Since the year 2000, governments have always overspent beyond their expenditure apart from 2004 when the John Agyekum Kufuor government was able to contain its expenditure in an election year.
Speaking at a Pension Conference organized by Axis Pension Trust, Courage Martey said government must keep to its commitment of controlling the country’s debt stock.
“The risks are there so we need to be cautious,” he said, adding that “we have reasons to be optimistic because we have seen that there is strong commitment to managing the risk”.
He pointed out that government’s commitment to maintaining a sustainable debt level is laudable and must be pressed on all state agencies to achieve the target.
“We would keep our fingers crossed and hope the fiscal reforms in the area of ensuring that the deficit does not overshoot what the law says, and the fact that the borrowing is also managed by the medium term debt management strategy, and the annual borrowing plan are followed through in 2020 and beyond.”7
Moody’s backs gov’t to break election year overspending cycle
Credit rating agency, Moody’s, has already backed government to halt the fiscal slippages that have characterized every election year since 2004.
The rating agency, in a press release issued in January 2020, revised the country’s outlook from stable to positive while affirming its long-held B3 rating.
The announcement means the rating agency is optimistic about the direction of the macroeconomic and its hopeful measures being taken will get better.
A positive outlook also lowers the risk of long-term debts that Ghana may issue over the medium-term such as the upcoming Eurobond to be issued next month.
With Ghana set to go to the polls in December, organisations such as the Economist Intelligence Unit (EIU) are predicting that the election-year spending will derail government’s fiscal consolidation efforts.

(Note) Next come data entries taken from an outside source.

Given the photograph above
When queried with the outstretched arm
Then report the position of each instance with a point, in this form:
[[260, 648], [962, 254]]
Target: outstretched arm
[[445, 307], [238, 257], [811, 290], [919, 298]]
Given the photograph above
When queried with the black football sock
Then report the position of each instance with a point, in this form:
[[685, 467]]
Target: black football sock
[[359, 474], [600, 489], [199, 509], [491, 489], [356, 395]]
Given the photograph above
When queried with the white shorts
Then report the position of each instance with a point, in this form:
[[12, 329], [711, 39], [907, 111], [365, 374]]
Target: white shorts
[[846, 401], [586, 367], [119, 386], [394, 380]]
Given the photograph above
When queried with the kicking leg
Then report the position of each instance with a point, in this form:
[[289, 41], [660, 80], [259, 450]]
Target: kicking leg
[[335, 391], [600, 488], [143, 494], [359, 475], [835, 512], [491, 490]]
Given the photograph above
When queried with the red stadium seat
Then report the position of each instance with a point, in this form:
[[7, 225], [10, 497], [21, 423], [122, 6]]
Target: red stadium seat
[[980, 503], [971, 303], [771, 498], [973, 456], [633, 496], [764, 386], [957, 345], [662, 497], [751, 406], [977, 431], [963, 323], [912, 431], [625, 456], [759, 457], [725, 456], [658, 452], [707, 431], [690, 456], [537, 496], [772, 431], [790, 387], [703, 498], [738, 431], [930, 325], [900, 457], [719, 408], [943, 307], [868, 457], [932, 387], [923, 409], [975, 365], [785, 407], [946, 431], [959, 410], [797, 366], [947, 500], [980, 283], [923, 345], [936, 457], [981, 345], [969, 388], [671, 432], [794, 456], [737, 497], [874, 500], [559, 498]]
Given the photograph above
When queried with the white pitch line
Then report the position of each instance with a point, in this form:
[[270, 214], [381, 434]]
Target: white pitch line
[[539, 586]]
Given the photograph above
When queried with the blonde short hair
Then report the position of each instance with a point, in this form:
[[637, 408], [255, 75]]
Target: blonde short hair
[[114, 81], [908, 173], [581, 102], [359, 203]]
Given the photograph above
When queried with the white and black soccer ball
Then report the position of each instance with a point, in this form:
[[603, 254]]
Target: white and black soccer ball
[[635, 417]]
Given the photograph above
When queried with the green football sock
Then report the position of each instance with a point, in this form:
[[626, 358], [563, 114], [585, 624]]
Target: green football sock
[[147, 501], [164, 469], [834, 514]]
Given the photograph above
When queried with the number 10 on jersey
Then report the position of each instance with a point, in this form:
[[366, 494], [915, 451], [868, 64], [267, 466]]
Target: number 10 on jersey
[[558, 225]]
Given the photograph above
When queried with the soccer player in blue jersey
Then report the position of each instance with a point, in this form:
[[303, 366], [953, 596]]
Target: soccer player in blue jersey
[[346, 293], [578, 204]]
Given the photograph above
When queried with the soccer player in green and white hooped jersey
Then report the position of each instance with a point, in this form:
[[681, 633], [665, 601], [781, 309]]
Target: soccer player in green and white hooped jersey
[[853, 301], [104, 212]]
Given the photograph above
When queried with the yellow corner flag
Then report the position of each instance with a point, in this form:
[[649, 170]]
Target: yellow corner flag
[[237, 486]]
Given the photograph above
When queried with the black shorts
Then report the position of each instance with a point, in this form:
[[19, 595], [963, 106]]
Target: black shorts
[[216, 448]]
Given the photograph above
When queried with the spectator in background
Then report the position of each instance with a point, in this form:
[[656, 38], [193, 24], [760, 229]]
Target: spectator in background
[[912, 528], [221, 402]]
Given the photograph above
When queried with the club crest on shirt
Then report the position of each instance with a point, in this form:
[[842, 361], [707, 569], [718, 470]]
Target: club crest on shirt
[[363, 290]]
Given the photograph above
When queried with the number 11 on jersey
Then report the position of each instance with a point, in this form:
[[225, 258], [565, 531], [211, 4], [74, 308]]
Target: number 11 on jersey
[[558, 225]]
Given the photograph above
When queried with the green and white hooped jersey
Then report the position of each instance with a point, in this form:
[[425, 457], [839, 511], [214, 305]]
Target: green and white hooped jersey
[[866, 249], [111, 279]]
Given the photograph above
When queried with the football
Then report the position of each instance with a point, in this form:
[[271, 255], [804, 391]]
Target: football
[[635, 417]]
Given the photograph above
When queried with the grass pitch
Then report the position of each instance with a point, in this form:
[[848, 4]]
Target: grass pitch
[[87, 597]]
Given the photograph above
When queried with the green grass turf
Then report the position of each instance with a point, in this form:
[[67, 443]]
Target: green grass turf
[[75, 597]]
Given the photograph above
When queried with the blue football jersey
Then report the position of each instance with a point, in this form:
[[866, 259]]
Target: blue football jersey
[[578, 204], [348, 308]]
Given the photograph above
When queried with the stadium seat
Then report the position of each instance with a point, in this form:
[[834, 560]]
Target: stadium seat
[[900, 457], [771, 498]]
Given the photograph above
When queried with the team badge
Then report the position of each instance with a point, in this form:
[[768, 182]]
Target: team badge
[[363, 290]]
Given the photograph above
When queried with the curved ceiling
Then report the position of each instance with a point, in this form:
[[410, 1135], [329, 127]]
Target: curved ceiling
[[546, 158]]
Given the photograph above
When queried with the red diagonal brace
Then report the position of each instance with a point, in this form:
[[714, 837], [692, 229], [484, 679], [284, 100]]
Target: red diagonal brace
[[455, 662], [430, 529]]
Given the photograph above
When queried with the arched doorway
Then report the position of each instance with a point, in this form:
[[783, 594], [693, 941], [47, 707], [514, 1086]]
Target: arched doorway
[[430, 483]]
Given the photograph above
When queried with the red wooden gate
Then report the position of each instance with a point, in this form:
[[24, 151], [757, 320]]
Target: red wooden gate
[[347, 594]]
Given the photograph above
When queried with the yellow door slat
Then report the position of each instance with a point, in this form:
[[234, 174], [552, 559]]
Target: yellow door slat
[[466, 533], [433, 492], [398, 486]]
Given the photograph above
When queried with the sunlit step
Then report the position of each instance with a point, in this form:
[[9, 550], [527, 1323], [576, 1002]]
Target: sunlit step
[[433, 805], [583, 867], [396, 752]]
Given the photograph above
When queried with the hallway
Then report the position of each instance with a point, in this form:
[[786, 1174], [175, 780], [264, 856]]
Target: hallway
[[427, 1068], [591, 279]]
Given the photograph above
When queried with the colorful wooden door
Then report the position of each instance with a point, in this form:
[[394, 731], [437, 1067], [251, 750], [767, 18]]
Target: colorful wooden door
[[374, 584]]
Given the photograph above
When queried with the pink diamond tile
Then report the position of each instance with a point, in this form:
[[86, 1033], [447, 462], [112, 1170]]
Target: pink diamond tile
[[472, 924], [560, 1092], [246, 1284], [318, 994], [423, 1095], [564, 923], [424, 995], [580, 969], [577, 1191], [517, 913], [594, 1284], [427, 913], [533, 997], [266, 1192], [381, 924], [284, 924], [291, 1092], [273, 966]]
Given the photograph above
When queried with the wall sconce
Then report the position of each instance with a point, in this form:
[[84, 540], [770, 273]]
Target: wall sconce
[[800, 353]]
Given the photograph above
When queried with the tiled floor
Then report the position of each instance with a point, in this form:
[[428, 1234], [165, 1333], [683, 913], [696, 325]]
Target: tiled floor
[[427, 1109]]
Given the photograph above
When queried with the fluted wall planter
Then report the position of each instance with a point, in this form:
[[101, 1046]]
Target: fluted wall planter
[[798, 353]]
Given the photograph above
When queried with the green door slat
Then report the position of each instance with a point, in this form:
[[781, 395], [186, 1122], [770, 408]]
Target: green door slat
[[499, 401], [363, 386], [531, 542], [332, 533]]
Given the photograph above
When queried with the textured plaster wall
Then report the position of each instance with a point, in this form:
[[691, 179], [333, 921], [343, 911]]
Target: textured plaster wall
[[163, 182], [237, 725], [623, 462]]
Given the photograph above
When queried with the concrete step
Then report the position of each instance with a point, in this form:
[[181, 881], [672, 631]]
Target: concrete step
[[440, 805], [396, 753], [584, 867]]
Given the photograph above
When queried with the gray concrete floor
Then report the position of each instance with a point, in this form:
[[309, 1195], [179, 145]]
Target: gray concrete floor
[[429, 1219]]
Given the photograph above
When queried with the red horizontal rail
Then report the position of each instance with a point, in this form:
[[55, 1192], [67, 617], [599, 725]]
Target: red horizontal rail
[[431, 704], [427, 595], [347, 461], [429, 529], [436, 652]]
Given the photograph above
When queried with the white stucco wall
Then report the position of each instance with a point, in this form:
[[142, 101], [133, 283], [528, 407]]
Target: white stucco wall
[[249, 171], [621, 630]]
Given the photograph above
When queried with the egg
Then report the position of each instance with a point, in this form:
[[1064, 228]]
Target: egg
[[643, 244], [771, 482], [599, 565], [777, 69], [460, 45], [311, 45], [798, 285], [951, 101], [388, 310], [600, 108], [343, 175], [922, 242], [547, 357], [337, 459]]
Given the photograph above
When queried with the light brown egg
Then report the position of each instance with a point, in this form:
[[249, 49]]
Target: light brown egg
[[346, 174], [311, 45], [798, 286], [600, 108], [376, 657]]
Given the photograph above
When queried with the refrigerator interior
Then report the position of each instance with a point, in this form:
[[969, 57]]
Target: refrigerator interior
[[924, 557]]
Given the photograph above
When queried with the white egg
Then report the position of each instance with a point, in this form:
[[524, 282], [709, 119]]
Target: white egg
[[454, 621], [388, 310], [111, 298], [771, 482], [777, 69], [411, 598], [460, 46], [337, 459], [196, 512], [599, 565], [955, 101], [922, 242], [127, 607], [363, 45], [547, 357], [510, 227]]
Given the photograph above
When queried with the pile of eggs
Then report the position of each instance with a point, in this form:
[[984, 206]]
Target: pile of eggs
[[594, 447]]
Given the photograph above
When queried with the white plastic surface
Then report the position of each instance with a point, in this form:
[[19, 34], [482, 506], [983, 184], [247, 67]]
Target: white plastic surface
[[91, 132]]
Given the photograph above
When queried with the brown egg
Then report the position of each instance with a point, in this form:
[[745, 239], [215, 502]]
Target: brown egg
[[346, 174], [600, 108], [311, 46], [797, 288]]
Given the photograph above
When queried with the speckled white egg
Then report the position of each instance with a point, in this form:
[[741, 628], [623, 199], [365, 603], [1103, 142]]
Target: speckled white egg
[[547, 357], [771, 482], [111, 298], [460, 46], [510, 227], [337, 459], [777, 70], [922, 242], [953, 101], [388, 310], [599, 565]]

The EIU, for example, is forecasting a 5.6 percent deficit.
Positive outlook
Moody’s ruled that beyond the fiscal sphere, measures taken over the past couple of years to recapitalize the financial sector and to address the country’s power deficit (albeit the latter with problematic unintended consequences) also suggest active, moderately effective policy-making and support rising confidence in policymakers’ ability to sustain economic and financial stability, and to limit the risk of external shocks in the coming years. `
According to Moody’s, in recent years Ghana has seen a number of positive developments in key credit metrics, which partly reflect the institutional and fiscal reforms implemented under the four-year IMF program that was completed in April 2019.